After negotiating with a few bogs and down a couple more steep sections we eventually found ourselves on another well-trodden path that lead us all the way down the slope, over a stile and back on to the main road. We rejoiced at the sight of the road and turned around to look up at the darkness. Through the clear cut blackness we could just about make out two more head torches making their way down past the Lake. I remember thinking “God, I hope they don’t decide to follow our route down.”

We skipped along the road now; eager to get out of the cold and into a warm pub. In the business of avoiding knee high bogs I’d totally forgotten about my botch job of a bandage on my hand. In the dim glow of the dome light in the van I examined my cut a bit closer and decided that it would heal up fine on it’s own – no need for stitches. Instead we cleaned it up properly, washing out the tiny shard of rock, and put a fresh dressing on it.
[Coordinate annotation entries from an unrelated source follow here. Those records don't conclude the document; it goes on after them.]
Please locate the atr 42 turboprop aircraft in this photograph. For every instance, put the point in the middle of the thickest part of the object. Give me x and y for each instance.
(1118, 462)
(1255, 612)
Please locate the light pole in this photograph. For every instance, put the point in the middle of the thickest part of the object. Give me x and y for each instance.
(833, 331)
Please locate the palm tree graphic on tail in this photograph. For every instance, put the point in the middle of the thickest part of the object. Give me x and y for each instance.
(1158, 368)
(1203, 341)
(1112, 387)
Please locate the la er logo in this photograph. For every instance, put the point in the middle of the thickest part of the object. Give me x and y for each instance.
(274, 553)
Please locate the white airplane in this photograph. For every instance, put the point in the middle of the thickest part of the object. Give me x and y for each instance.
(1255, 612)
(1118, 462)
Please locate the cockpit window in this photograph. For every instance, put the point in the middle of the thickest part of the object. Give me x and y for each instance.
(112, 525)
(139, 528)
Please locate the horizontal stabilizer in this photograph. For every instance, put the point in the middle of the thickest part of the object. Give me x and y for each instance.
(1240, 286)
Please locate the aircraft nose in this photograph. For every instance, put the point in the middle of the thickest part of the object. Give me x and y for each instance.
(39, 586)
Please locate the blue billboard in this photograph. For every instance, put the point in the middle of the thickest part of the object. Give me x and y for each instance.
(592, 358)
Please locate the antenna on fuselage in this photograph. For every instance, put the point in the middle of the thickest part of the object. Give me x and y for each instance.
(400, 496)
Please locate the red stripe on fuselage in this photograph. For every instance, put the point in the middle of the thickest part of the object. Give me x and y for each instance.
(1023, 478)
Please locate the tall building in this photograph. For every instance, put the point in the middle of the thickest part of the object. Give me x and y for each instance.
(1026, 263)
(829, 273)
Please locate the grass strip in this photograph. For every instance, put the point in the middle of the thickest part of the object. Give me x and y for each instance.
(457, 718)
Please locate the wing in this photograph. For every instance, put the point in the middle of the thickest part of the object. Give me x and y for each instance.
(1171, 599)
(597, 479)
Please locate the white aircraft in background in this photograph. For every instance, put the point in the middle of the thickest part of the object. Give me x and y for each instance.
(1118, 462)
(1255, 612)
We staggered into the same pub we’d visited two nights prior. This time, avoiding eye contact and with our tail between our legs a little bit. The cut on my hand would soon heal into a nice purple scar, but we would never forget how a few little mistakes left us in quite a pickle.

As if I wasn’t before, I am now even more OCD about checking our packs before we head out all day, and even more mindful of the weather and the sunset times (I know it sounds obvious, but I had completely take it all for granted that day). I am grateful that our series of events were not more serious; and that we only came away with a banged up hand and a banged up ego.

So the moral kids? You are not bigger than the mountains. Be careful. Be prepared. Be humble.